GSH plays an important role in the detoxification of H.O.. Increased GSH activity to protect the cell may be caused by excessive O..- production or peroxides. The data obtained from the studies carried out indicate that the level of GSH in the gastric tissue decreases due to ulcers. It has been observed that antioxidants and plant extracts play an important role in gastric tissue GSH values (35, 36). Indomethacin-induced oxidant / antioxidant balance disruption may be the reason for the decrease in GSH level. In our study, while there was no difference between positive control and H. perforatumextract + indomethacin 25/25, GSH level was found to be significantly higher in H. perforatum extract + indomethacin 10/25 and H. perforatum extract + indomethacin 50/25.

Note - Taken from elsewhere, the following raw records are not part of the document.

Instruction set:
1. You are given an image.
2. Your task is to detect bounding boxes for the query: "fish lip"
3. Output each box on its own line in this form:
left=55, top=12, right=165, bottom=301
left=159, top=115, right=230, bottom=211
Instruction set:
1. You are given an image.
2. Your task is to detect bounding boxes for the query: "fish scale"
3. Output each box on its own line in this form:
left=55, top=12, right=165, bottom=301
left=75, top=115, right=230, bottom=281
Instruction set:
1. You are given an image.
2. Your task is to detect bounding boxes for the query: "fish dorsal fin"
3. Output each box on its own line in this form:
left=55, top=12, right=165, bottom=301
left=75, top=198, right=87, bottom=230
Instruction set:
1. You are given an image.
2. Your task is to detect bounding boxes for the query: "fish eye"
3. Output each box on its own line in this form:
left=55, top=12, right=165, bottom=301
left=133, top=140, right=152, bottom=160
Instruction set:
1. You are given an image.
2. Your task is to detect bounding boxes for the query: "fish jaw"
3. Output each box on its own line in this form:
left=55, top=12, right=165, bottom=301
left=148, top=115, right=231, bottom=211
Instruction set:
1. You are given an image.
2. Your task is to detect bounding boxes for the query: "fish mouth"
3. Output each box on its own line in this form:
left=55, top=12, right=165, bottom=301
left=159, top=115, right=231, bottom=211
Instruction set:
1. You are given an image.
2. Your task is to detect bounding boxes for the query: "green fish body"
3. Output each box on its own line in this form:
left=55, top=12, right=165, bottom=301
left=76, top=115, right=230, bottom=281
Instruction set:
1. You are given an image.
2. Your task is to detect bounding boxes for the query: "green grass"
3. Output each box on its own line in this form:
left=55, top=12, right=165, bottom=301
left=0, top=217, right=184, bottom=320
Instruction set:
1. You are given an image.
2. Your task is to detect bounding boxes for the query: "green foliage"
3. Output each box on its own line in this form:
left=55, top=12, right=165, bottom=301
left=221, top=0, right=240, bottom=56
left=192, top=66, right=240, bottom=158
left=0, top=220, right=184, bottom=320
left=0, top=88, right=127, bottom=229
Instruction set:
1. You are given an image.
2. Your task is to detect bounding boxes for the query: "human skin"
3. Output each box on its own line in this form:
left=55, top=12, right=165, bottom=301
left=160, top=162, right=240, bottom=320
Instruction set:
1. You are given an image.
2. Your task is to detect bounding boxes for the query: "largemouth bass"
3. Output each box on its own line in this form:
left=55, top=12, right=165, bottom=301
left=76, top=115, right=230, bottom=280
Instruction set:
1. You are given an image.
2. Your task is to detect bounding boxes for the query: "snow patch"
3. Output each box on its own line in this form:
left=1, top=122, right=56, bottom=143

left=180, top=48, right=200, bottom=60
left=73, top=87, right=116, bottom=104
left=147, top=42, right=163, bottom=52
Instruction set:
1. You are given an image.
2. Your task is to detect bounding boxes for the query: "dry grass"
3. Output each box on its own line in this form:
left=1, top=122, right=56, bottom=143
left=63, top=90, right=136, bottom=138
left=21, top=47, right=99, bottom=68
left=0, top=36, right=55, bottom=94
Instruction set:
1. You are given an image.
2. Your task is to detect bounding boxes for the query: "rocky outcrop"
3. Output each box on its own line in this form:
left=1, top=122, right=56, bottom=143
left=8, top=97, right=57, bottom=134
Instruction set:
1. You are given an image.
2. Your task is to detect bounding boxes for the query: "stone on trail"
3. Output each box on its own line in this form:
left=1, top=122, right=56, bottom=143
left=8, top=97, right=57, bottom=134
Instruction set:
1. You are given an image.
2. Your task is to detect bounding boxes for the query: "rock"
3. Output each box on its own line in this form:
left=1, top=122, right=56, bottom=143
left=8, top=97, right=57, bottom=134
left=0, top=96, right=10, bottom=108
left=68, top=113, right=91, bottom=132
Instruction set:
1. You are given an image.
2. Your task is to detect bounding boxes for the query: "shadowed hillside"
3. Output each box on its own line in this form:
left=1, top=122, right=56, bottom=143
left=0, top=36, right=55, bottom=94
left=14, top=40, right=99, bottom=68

MDA is a toxic product of lipid peroxidation. Increasing MDA level indicates the increased tissue damage. There was an increase in lipid peroxidation products associated with the damage caused by NSAIDs to stomach tissue (37). For this reason, MDA values are expected to increase in the gastric tissue in the ulcer model created with indomethacin in studies. Compared with the control group, it was observed that the MDA level increased statistically in the indomethacin group. It was observed that the levels of MDA decreased in the groups given H. perforatum extract compared to the indomethacin group.

In conclusion, in this study, when the macroscopic findings were evaluated, no decrease was observed in the groups in which H. perforatum was administered for protective purposes against gastric ulcer. If the dose of indomethacin had been reduced or the duration of administration of H. perforatum extract had been longer, macroscopic improvement could have been observed. However, considering the oxidant and antioxidant levels, H. perforatum extract may have a gastroprotective effect. Both the increase in SOD activities and the decrease in MDA levels in all three treatment groups showed that the H. perforatum extract had a protective effect. It was determined that H. perforatum extract has a protective effect, but this effect occurs depending on the dose. New studies with different doses are needed to better understand the protective and therapeutic properties of H. perforatum extract on gastric ulcer.

The authors declare that they have no conflict of interest.